Why this reversal? Hypothesizing that self-reliant males are perceived as less communal – that is, less able to work well with others – than self-reliant females and are thus rated lower as leaders, the professors tested this general idea in three online surveys involving people enlisted via a crowd-sourcing Internet service.

■ In the first of these, 123 participants were asked to rate a fictional state legislator described as either high in “self-reliance and self-sufficiency” or highly “ambitious and assertive.” In cases where the legislator was self-reliant, the female was rated appreciably higher in both leadership and communality than the identically described male as well significantly higher than the male and female domineering types.

■ In a second study the professors probed whether there would be similar results in comparisons of corporate leaders.
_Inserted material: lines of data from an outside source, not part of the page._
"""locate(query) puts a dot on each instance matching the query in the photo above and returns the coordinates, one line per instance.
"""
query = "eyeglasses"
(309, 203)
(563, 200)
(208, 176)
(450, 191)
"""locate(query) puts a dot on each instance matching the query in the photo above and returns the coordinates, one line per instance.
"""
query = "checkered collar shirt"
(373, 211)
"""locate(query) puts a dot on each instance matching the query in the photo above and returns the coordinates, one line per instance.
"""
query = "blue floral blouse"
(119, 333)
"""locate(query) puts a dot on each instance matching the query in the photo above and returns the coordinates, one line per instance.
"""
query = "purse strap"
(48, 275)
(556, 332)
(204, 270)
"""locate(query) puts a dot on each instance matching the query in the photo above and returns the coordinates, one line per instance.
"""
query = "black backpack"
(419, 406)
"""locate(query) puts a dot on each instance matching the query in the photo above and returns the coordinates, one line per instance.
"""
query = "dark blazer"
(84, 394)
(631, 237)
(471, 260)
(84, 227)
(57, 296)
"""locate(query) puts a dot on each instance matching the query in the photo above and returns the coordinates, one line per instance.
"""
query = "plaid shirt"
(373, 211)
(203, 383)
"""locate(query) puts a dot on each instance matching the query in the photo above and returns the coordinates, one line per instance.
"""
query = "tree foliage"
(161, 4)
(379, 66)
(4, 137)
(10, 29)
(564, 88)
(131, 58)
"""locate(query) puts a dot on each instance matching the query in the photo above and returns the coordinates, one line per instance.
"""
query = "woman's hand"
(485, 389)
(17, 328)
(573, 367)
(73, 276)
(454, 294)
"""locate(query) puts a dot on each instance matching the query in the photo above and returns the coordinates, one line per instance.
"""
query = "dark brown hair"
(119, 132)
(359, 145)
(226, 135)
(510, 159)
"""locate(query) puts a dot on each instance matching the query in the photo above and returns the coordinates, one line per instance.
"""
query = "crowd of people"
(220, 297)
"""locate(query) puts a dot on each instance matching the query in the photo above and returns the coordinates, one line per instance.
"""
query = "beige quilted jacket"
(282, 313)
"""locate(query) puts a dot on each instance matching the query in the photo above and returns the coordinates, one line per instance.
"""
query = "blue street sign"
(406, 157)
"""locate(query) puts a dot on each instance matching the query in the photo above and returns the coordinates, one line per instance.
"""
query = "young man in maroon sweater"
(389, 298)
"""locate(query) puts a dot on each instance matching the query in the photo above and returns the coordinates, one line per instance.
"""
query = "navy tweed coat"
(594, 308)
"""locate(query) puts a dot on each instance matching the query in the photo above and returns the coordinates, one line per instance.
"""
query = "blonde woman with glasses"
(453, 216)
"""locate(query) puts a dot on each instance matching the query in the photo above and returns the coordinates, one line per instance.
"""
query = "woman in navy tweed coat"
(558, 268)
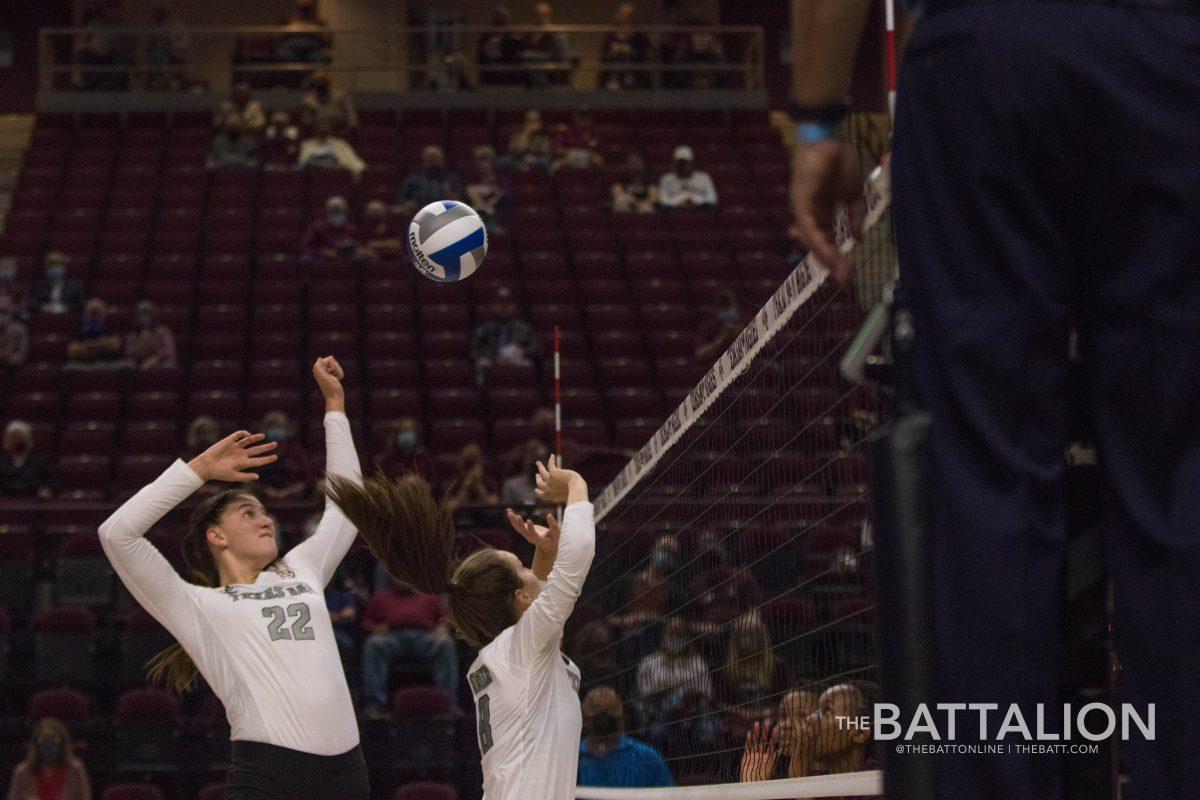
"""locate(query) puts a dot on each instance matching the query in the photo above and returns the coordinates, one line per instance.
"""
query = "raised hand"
(231, 458)
(760, 753)
(544, 539)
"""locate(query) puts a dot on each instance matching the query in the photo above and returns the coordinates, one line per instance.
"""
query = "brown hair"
(45, 726)
(413, 535)
(173, 667)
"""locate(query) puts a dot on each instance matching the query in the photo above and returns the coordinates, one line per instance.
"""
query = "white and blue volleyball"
(447, 241)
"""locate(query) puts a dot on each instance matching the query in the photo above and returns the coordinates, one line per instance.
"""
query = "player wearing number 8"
(526, 690)
(253, 624)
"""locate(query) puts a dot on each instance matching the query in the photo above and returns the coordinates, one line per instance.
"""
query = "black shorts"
(264, 771)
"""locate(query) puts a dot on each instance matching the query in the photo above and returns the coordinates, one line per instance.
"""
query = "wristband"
(811, 132)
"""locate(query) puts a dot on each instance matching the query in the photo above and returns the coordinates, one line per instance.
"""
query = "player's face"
(247, 531)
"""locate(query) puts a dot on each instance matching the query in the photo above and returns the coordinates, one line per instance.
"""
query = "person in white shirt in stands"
(526, 690)
(687, 187)
(255, 624)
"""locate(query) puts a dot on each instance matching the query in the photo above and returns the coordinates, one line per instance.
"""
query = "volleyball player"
(255, 625)
(526, 690)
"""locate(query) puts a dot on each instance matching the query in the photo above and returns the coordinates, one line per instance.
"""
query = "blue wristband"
(810, 132)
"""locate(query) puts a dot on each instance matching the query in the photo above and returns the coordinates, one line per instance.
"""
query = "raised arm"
(541, 625)
(327, 547)
(149, 577)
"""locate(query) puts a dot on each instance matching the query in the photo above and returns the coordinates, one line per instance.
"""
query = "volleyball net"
(732, 584)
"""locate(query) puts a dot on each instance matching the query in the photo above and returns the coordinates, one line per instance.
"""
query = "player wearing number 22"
(526, 690)
(255, 625)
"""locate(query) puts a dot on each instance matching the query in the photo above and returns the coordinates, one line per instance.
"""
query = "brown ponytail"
(173, 667)
(413, 536)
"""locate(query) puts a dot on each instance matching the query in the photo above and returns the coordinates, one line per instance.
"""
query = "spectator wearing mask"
(323, 150)
(23, 471)
(406, 453)
(501, 49)
(57, 293)
(624, 46)
(687, 187)
(51, 769)
(718, 331)
(610, 758)
(402, 624)
(635, 192)
(323, 107)
(381, 238)
(546, 49)
(13, 336)
(241, 110)
(433, 181)
(151, 344)
(233, 146)
(576, 145)
(487, 193)
(520, 489)
(293, 474)
(95, 346)
(333, 236)
(504, 338)
(471, 486)
(281, 143)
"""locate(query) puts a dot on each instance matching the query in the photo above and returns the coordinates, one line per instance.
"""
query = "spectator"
(323, 107)
(400, 623)
(487, 193)
(624, 46)
(519, 489)
(381, 239)
(13, 335)
(607, 757)
(676, 667)
(687, 187)
(405, 452)
(166, 49)
(293, 474)
(471, 486)
(151, 344)
(433, 181)
(95, 346)
(577, 145)
(232, 146)
(719, 330)
(333, 236)
(635, 192)
(504, 338)
(547, 50)
(241, 112)
(24, 473)
(281, 143)
(789, 739)
(753, 675)
(57, 293)
(497, 50)
(521, 140)
(328, 151)
(51, 770)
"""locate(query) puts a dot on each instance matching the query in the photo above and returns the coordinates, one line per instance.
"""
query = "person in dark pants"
(1045, 175)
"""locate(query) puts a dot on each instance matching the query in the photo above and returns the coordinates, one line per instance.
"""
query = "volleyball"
(447, 241)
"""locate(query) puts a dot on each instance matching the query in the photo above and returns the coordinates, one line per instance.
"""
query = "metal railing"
(451, 58)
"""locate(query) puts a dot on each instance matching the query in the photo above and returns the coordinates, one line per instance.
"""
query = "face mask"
(49, 751)
(603, 725)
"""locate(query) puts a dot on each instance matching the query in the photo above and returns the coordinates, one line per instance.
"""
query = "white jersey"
(527, 692)
(267, 649)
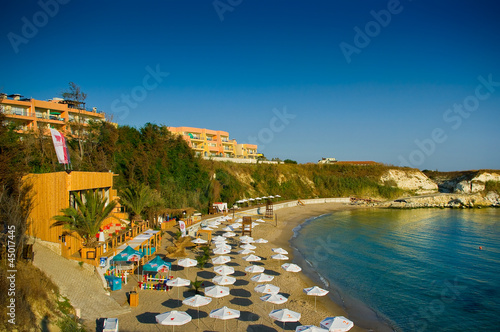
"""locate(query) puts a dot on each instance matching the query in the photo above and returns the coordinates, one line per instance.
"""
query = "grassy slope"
(235, 181)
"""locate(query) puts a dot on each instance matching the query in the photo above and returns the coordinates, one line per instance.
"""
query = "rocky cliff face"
(442, 201)
(409, 180)
(476, 184)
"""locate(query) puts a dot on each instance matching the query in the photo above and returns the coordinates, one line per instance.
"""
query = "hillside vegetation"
(151, 155)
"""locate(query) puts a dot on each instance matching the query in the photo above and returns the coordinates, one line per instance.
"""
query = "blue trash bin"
(115, 283)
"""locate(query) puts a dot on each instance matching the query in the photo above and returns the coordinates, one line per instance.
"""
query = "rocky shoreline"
(442, 200)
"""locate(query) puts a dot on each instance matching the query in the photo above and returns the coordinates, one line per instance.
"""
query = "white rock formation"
(476, 184)
(409, 179)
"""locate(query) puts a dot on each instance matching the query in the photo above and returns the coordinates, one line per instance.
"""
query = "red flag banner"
(60, 146)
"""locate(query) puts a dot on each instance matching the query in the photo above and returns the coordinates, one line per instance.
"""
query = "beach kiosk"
(126, 258)
(156, 273)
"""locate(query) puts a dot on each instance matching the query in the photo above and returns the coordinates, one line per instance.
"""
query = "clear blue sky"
(230, 67)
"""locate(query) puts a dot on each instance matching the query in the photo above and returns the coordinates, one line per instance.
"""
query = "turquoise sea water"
(419, 270)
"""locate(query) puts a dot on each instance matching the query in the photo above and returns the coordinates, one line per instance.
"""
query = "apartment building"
(214, 143)
(32, 115)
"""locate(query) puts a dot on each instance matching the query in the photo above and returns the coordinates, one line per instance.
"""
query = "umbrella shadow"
(206, 274)
(289, 326)
(147, 317)
(241, 282)
(172, 303)
(240, 292)
(193, 312)
(242, 302)
(260, 328)
(99, 323)
(248, 316)
(272, 272)
(238, 274)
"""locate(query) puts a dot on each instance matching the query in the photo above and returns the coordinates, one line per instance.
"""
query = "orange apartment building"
(214, 143)
(38, 115)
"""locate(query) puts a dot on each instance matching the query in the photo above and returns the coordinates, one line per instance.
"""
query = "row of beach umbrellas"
(270, 293)
(244, 200)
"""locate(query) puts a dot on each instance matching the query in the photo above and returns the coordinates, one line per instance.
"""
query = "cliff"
(409, 179)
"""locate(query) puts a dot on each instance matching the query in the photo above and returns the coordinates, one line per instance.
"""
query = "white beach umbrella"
(224, 313)
(337, 324)
(217, 291)
(251, 258)
(199, 241)
(280, 251)
(289, 267)
(284, 316)
(280, 257)
(197, 301)
(173, 318)
(245, 252)
(267, 289)
(223, 280)
(315, 291)
(221, 251)
(262, 277)
(248, 246)
(309, 328)
(187, 262)
(222, 246)
(254, 269)
(223, 270)
(221, 260)
(178, 282)
(274, 299)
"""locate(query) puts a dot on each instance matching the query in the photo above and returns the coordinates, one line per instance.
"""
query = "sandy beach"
(254, 312)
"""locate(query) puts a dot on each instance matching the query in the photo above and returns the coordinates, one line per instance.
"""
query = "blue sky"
(274, 73)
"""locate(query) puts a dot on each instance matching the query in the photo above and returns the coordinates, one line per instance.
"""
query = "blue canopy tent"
(129, 254)
(157, 265)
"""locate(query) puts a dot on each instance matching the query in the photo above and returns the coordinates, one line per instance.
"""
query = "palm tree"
(137, 199)
(87, 217)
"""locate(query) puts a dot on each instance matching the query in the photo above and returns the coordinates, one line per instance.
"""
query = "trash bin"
(115, 283)
(134, 298)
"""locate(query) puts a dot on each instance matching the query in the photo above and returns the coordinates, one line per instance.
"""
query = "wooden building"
(55, 191)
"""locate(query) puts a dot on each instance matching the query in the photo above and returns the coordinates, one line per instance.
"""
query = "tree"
(74, 93)
(75, 97)
(137, 199)
(87, 218)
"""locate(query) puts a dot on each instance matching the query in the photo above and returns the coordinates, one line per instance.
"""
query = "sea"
(408, 270)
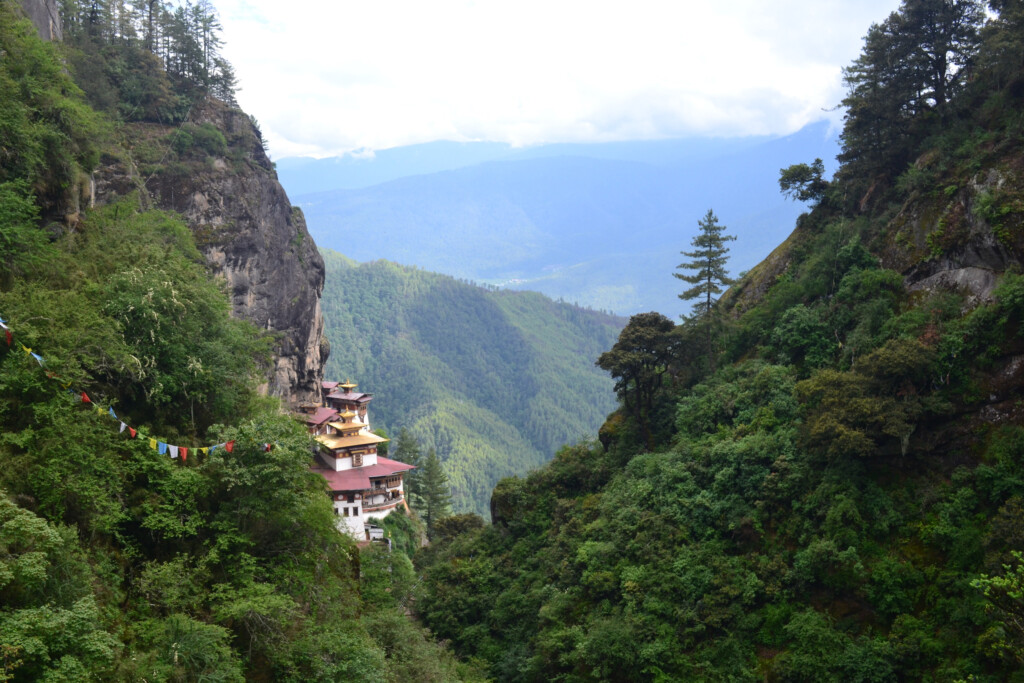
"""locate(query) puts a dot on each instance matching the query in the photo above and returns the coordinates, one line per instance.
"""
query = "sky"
(331, 77)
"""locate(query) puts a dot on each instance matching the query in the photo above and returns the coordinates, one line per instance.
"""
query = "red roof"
(357, 478)
(350, 396)
(320, 416)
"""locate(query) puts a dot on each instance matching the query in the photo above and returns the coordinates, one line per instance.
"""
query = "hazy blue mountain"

They now surveyed 521 online participants about one or another supposed Silicon Valley CEO who was either self-described as highly self-reliant (“I seek to depend on myself rather than others to get things accomplished”) or strongly bent on power (“Being hungry and assertive is everything”) or who was simply portrayed favorably (“a high-flier in Silicon Valley”). In addition, half the descriptions credited leaders with “integrity and concern for others,” and half did not.

As in the legislator study, the professors found that self-reliant women were rated substantially higher in leadership than identically described men absent any mention of “integrity and concern for others.” But, where those communal traits were attributed to CEOs, the female edge in leadership rating disappeared, which the professors interpret as further evidence that “self-reliance is regarded as a positive leadership trait to the extent that it is accompanied by communality and that self-reliance signals low communality for men.” The finding, Prof. Schaumberg adds, should be particularly persuasive to male leaders on the need to strike a balance between self-reliance and communality.

■ To see if surveying participants about actual Silicon Valley leaders rather than nameless ones would elicit similar results, the researchers replicated the experiment (minus any mentions of integrity and concern for others) using one or another name of four top executives and their firms – Sheryl Sandberg of Google, Marissa Mayer of Yahoo, Jeff Weiner of LinkedIn, or Bill Veghte of Hewlett Packard. A new group of 533 online survey participants produced results similar to those of the prior experiment, demonstrating, the professors write, that, notwithstanding participants’ opinions about the actual executives or companies, “evaluations of these leaders still shifted based on the agentic trait the executive displayed.”

In conclusion, Profs. Schaumberg and Flynn surmise that their findings may be true not only of self-reliance but other male-associated traits that could also signal lack of communality. “Such prescriptive traits,” they write, “might include being analytical, rational, or logical. Similar to self-reliance, these traits can signal competence or strong decision-making skills, characteristics that are central to people’s prototypes of good leaders, but they can also signal that one is cold or unfeeling, characteristics that run counter to such leadership prototypes.”

The paper, “Self-Reliance: A Gender Perspective on its Relationship to Communality and Leadership Evaluations,” is in the October issue of the Academy of Management Journal. This peer-reviewed publication is published six times yearly by the Academy, which, with more than 19,000 members in 118 countries, is the largest organization in the world devoted to management research and teaching. Its other publications are Academy of Management Review, Academy of Management Perspectives, Academy of Management Learning and Education, Academy of Management Annals, and Academy of Management Discoveries.